Hafta tatili hakkı kalkmamıştır: Uyanık patronların hafta tatilinizi ve ücretinizi gasp etmesine izin vermeyin!

Meclis genel kurulunda kabul edilen "Sanayinin Geliştirilmesi ve Üretimin Desteklenmesi Kanunu"nun 1. maddesi ile 1924 yılından beri yürürlükte olan 394 sayılı Hafta Tatili Kanunu yürürlükten kaldırıldı. Bu kanunun yürürlükten kaldırılmasıyla birlikte artık sanayi şirketlerinin hafta tatilinde çalışma yapmak için belediyelerden hafta sonu çalışma ruhsatı alma zorunluluğu olmayacak.

Hafta tatili kanunu ayrıca işçilerin haftada 6 günden fazla çalıştırılmasını yasaklayan bir madde de içeriyordu. Dolayısıyla yasanın kaldırılması işçilerin hafta tatili hakkını gündeme getirdi. Ancak hafta tatili kanunu yürürlükten kalksa da 1981 tarihli ve 2429 sayılı Ulusal Bayram ve Genel Tatiller Hakkında Kanun 3 maddesinde yer alan “Hafta tatili Pazar günüdür. Bu tatil 35 saatten az olmamak üzere Cumartesi günü en geç saat 13.00’’ten itibaren başlar." ifadesiyle hafta tatili yasal geçerliliğini koruyor.

İşçiler açısından hafta tatilini Pazar günü olarak kullanma hakkı yıllar içinde adım adım Borçlar Kanunu ve İş Kanunu'ndaki düzenlemelerle tırpanlanmıştır. 6098 sayılı yeni Borçlar Kanununun (2011) hafta tatilini kural olarak Pazar günü olarak belirleyen 421. maddedeki: “İşveren, işçiye her hafta, kural olarak pazar günü veya durum ve koşullar buna imkan vermezse, bir tam çalışma günü tatil vermekle yükümlüdür”  ifadesi ve yine hafta tatili uygulamasını düzenleyen İş Kanunu'nun (2003) halen yürürlükte olan 46. maddesinde "yedi günlük bir zaman dilimi içinde kesintisiz en az yirmidört saat dinlenme (hafta tatili) verilir" diyerek hafta tatilinin Pazar günü dışında kullandırılmasına olanak sağlamıştır.

Bu açıdan bakıldığında Hafta Tatili Kanunu'nun yürürlükten kaldırılması, mevcut uygulama dikkate alındığında işçilerin hafta tatili açısından olumlu ya da olumsuz bir hukuki sonuç doğurmayacaktır. İş saatleri haftada 45 saat olmak üzere iş kanununun 63. maddesinde tanımlanmıştır.

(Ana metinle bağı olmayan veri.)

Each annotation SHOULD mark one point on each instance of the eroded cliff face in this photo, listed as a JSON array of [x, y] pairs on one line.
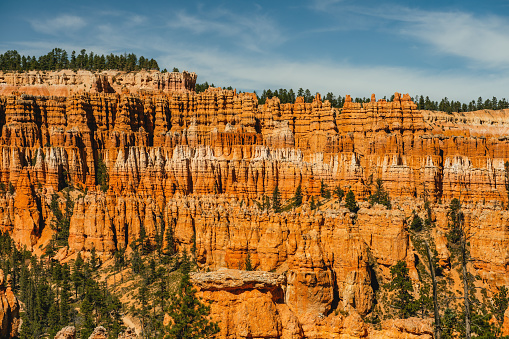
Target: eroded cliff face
[[199, 163]]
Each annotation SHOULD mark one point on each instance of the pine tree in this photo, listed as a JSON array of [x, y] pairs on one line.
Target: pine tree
[[350, 202], [249, 266], [380, 196], [339, 193], [297, 198], [188, 314], [276, 200], [401, 284], [324, 190]]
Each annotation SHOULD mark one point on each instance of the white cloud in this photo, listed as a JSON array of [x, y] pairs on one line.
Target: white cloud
[[58, 25], [252, 32], [337, 77], [481, 40]]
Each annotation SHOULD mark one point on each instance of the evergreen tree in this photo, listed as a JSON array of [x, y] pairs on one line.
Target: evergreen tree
[[188, 315], [380, 196], [276, 200], [401, 284], [102, 177], [417, 223], [324, 190], [339, 193], [249, 266], [297, 198], [350, 202]]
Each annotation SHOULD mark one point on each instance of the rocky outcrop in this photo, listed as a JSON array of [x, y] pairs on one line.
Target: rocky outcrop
[[65, 82], [135, 153], [68, 332], [99, 333]]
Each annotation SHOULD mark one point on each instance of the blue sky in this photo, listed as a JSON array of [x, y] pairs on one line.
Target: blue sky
[[458, 49]]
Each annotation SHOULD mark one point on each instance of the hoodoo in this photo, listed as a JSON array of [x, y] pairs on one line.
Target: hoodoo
[[138, 150]]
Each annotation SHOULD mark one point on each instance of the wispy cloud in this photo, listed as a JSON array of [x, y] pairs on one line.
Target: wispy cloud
[[339, 77], [58, 25], [323, 5], [482, 40], [251, 32]]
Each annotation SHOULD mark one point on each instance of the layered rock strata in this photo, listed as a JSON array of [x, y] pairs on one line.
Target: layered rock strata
[[201, 163], [66, 82]]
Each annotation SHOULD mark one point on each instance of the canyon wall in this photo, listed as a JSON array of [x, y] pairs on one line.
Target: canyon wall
[[201, 163], [67, 82]]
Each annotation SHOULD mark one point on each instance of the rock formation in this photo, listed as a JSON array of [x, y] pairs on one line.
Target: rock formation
[[144, 150], [68, 332], [66, 82]]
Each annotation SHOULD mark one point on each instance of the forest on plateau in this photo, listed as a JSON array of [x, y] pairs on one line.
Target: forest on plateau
[[58, 59]]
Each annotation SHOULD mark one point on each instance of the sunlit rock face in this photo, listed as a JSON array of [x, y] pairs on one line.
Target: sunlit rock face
[[201, 163]]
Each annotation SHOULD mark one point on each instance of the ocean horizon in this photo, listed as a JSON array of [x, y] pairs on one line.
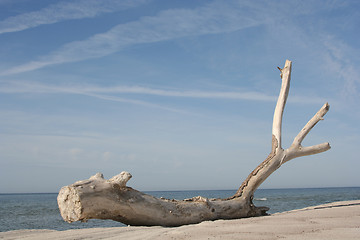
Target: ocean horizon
[[40, 210]]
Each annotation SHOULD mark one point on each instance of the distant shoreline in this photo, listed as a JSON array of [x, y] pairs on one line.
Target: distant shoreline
[[146, 191], [337, 220]]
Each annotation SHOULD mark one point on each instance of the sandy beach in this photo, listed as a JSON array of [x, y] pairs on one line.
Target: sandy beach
[[338, 220]]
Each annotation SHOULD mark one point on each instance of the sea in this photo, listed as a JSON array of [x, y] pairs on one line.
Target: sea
[[40, 210]]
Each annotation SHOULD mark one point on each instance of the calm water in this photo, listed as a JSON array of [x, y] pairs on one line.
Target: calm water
[[40, 211]]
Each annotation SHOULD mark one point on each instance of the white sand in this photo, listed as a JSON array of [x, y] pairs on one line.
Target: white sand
[[339, 220]]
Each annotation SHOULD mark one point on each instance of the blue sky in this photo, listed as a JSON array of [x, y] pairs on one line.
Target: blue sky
[[179, 93]]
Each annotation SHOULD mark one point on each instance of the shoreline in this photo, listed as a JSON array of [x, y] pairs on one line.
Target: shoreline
[[337, 220]]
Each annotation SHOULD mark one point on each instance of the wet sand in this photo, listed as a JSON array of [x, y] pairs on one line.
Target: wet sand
[[338, 220]]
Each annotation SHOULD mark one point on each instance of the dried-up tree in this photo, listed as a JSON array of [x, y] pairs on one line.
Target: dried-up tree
[[112, 199]]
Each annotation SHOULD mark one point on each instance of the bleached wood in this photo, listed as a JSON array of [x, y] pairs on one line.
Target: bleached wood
[[112, 199]]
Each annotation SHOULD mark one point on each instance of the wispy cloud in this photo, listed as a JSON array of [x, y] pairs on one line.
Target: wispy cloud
[[215, 17], [111, 93], [65, 10]]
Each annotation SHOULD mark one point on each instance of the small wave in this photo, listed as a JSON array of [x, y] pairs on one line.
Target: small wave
[[260, 199]]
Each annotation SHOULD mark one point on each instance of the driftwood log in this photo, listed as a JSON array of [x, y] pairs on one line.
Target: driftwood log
[[112, 199]]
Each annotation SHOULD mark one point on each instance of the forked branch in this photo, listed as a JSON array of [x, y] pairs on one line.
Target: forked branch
[[112, 199]]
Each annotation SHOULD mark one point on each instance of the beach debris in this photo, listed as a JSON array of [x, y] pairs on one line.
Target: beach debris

Hafta tatilinde dinlenen işçi çalışmış sayılır, hafta tatilinde çalışan işçiye ek olarak günlük brüt ücret tutarında ödeme yapılması da yine aynı kanunla zorunlu kılınmıştır. Eğer hafta tatili öncesindeki günlerde haftalık 45 saat çalışma tamamlanmışsa hafta tatilinde çalışılacak her saat fazla mesai sayılacağından işçi toplam 2,5 günlük ücrete hak kazanacaktır. Tüm bu haklar toplu sözleşmelerle ancak işçi lehine değiştirilebilir.

Dolayısıyla işçinin hafta tatili hakkı hâlâ yasal olarak mevcut ve güvence altındadır. Ne var ki kapitalistler işçilerin yasal haklarını dahi sürekli gasp ediyorlar. İşçi sınıfının sendikal örgütlülüğü olmadığında yasa maddeleri gerçek bir güvenceye dönüşmüyor. Bu anlamda Hafta Tatili Kanunu'nun kalkmasının sadece patronları belediyeden ruhsat alma yükünden kurtarmayacağı, patronların tutturabildikleri her yerde işçilerin hafta tatiline musallat olacağı ihtimalini de beklemek gerekir. Ne yazık ki sosyal medyada ve çeşitli basın organlarında "işçinin hafta tatili hakkı kaldırıldı" manşetleriyle verilen yanlış içerikli, magazincilikle muhalefeti birbirine karıştıran haberler patronların bu tür hak gasplarına yönelmesi için gayet uygun bir ortam yaratıyor.

Tüm işçi ve emekçiler hafta tatili haklarının ortadan kalkmadığını bilmelidir. İşçiler, hafta tatilinin kalktığını, işçilerin hafta tatili hakkının artık olmadığını ifade eden paylaşımları yapmamalı, bu paylaşımları yapan arkadaşlarını uyarmalıdır. İşçiler ortada dolaşan dedikoduları fırsat bilip hafta tatilinde hak ettiği ücreti kesmeye çalışacak patronlara karşı uyanık olmalıdır. Haftada 45 saati tamamladıktan sonra 24 saatlik dinlenmeyi hak ettiğini ve asla çalışmaya zorlanamayacağını bilmeli, arkadaşlarını bilgilendirmeli dayatmalara boyun eğmemelidir.